The Lugubrious Game (1929): I will not attempt to decode Dalí's narcissistic endeavor of connect-the-dots. Instead, it may be interesting to note the life of the piece. Some of the Surrealists started a journal called Documents, which covered the topics of Doctrines, Archeology, Fine Art, and Ethnography. They delved into issues of “transgressive behavior, fetishism, magic, sacrificial rituals” and almost all vices.24 For these reasons Dalí's work seemed most fitting. Shortly after he painted The Lugubrious Game, they wanted to use it in their publication, precisely because it would invoke feelings of disgust. He refused and they resorted to making a sketch of the work for their Documents.25

Notes

  1. Radford, Dalí, 339.
  2. Radford, 21.
  3. Ibid., 338.
  4. Gaillemin, Dalí, 18.
  5. Gaillemin, 22.
  6. Biology Daily, “Biology-Surrealism.”

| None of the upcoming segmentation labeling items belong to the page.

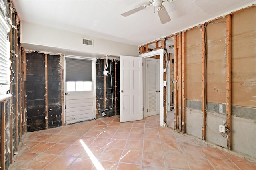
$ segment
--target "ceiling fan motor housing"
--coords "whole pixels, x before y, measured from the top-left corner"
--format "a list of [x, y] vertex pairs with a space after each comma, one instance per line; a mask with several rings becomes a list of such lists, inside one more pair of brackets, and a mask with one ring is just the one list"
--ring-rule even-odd
[[158, 8], [162, 6], [162, 0], [154, 0], [153, 1], [153, 6], [155, 8]]

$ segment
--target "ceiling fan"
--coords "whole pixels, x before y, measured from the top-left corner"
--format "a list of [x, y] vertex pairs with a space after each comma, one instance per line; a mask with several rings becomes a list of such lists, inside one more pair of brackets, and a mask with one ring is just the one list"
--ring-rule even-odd
[[157, 13], [159, 16], [162, 24], [165, 24], [171, 20], [164, 6], [162, 5], [165, 1], [172, 1], [173, 0], [148, 0], [148, 4], [145, 4], [133, 10], [122, 14], [121, 15], [124, 16], [127, 16], [137, 12], [144, 9], [146, 8], [153, 5], [154, 8], [157, 8]]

  7. Goldwater as quoted in Lemke, “Picasso's Dusty Manikins,” 42.
  8. Gaillemin, 48.
  9. Clifford, “Histories of the Tribal and the Modern,” 212.
  10. Radford, 119.
  11. Ibid., 120.
  12. Ibid., 119.
  13. Ibid., 139, 141.
  14. Lacan, The Four Fundamental Concepts of Psychoanalysis, 113.
  15. Radford, 139.
  16. Lacan, 113.
  17. Radford, 142
  18. Ibid., 141.
  19. Dalí, “The Object as Revealed in Surrealist Experiment,” 88–89.
  20. Ibid., 90.
  21. Ibid., 96.
  22. Ibid., 91.
  23. Ibid., 98.
  24. Radford, 122.
  25. Ibid.

Bibliography

  • Biology Daily. “Biology-Surrealism.” http://www.biologydaily.com/
  • Clifford, James. “Histories of the Tribal and the Modern,” in The Predicament of Culture: Twentieth-Century Ethnography, Literature, and Art. Cambridge: Harvard University Press, 1988, 189–214.

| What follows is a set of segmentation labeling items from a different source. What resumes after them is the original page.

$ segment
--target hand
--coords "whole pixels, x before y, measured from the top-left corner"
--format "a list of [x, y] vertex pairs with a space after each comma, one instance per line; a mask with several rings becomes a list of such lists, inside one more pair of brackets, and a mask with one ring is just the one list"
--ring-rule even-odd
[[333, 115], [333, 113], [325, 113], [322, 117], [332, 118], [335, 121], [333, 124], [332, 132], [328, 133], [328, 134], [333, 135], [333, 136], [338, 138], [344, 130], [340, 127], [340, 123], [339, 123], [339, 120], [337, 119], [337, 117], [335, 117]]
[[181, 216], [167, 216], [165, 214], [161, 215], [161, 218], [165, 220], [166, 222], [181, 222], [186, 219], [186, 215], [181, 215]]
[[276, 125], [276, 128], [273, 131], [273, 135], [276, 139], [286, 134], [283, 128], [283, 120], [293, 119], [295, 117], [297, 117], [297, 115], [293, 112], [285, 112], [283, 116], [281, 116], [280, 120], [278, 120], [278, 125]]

  • Dalí, Salvador. “Object as Revealed in Surrealist Experiment,” 1932.
  • Gaillemin, Jean-Louis. Dalí: Master of Fantasies, trans. David H. Wilson. London: Thames & Hudson Ltd, 2004.

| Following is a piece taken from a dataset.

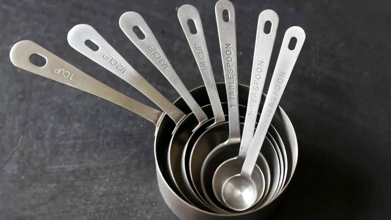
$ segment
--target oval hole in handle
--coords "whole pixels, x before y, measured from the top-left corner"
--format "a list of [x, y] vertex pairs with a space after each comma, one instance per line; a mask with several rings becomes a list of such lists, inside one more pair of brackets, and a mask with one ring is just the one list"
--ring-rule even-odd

  • Lacan, Jacques. The Four Fundamental Concepts of Psychoanalysis, trans. Alan Sheridan. New York: Norton, 1978, 79–119.
  • Lemke, Sieglinde. “Picasso's Dusty Manikins,” in Primitivist Modernism: Black Culture and the Origins of Transatlantic Modernism. W.E.B. Du Bois Institute, 1998, 31–58.
  • Radford, Robert. Dalí. London: Phaidon Press Limited, 1997.